Rand Weakness

20 February 2023 By PDSNET

The progress of the rand against the US dollar over the past month has, in our view, been a function of:

  1. The electricity crisis in South Africa.
  2. An expected shift to risk-off as sentiment turns negative on Wall Street.

Much has been said about electricity in South Africa this year, especially following the President’s state of the nation (SONA) speech on the 9th of February 2023. The state of disaster is looking more and more like a last minute and desperate effort to fix Eskom, a problem which has been on-going since 2008, mixed in with much talk about enabling and encouraging private electricity generation. Most commentators do not hold out much hope of fixing Eskom – but the shift to private generation now appears to be inexorable.

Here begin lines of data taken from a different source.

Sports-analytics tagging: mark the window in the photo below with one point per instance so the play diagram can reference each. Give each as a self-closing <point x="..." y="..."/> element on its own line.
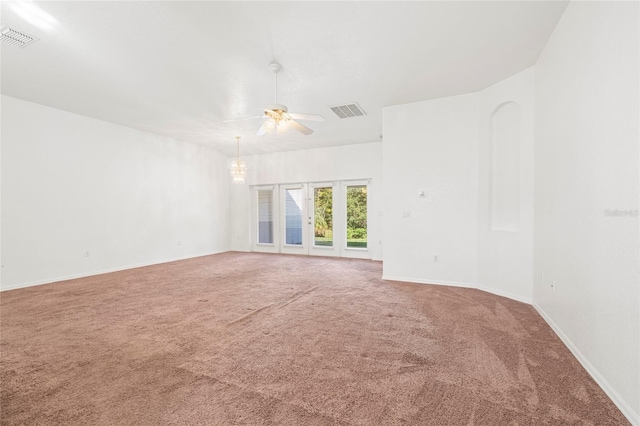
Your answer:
<point x="323" y="217"/>
<point x="293" y="217"/>
<point x="357" y="216"/>
<point x="265" y="216"/>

The simple fact is that Eskom has become just another collapsing state-owned enterprise (SOE) which is riddled with corruption and incompetence, very similar to The Post Office, Denel, SAA, and others - only on a much larger scale. In fact, the progress of the “New South Africa” since 1994 can be seen as one of business stepping in to provide services which were previously supplied by government. Other examples include the education, healthcare and policing functions – all of which seen government administration fail to a greater or lesser extent. Some of these have spawned highly successful listed entities like Curro or Discovery.

The economy has been and is still heavily dependent on Eskom, whereas alternative solutions have been readily and easily available for other government functions and SOE's. The latest round of loadshedding since late last year has seen a sea-change in business and consumer attitudes towards Eskom. Most electricity users have now finally realized that the supply from Eskom is not going to get better – rather it will continue to be unreliable and increasingly expensive. This realization has forced them to make other arrangements and this is resulting in a significant movement towards renewables.

In the first 5 months of last year the country imported R2,2bn worth of solar panels and the pace has been accelerating since then. In fact, the unexpected recent strength of the economy is partly attributable to a surge in solar power investment. More and more capital is being committed to various installations, both private and corporate. South Africa is rapidly moving away from coal as its primary source of energy. In the medium to long term that will result is a substantial drop in energy costs not to mention achieving its climate change commitments.

The second major factor in the rand’s current weakness is that Wall Street’s most recent burst of misplaced optimism appears to be running out of steam. Faced with the amazing jobs number for January 2023, followed by higher-than expected inflation figures and talk of a possible 50-basis point hike in rates at the March 2023 monetary policy committee (MPC) meeting, investors are finding it more and more difficult to sustain the idea that monetary policy has “pivoted”. The bears are once again gaining ascendancy and the 4170 resistance level on the S&P is looking more and more resistant. Consider the chart:  

 

S&P500 Index: 10 October 2022 - 17 February 2023. Chart by ShareFriend Pro.

 

We have often drawn your attention to the fact that this bear trend began about 18 months too early – because of the impact which the Ukraine war had on the oil price. That has led to a residue of investor optimism which continues to characterize Wall Street. The US economy is showing no signs of slowing down anytime soon despite the rapid increase in interest rates. The seven months of declining inflation from its peak at 9,1% in June last year to 6,4% in January this year really reflect the drop in the oil price from over $120 to around $82 - rather than any fall-off in consumer spending or business activity.

So, we believe that the S&P500 index is going to fall now – and probably make a new lower low below the 3577 low made on 12th October 2022 – and that will undoubtedly be accompanied by a shift towards risk-off and a sell-off of emerging market currencies, especially the rand. Indeed, the rand appears to already be anticipating that change. Over the past month the rand has fallen from R16.80 to the US dollar to R18,05.

In our view, this weakness will continue until the impending correction on Wall Street is over and the electricity situation stabilizes. The much-vaunted “golden cross” buy signal of 31st January 2023 will in this case prove to be premature and a bull trap.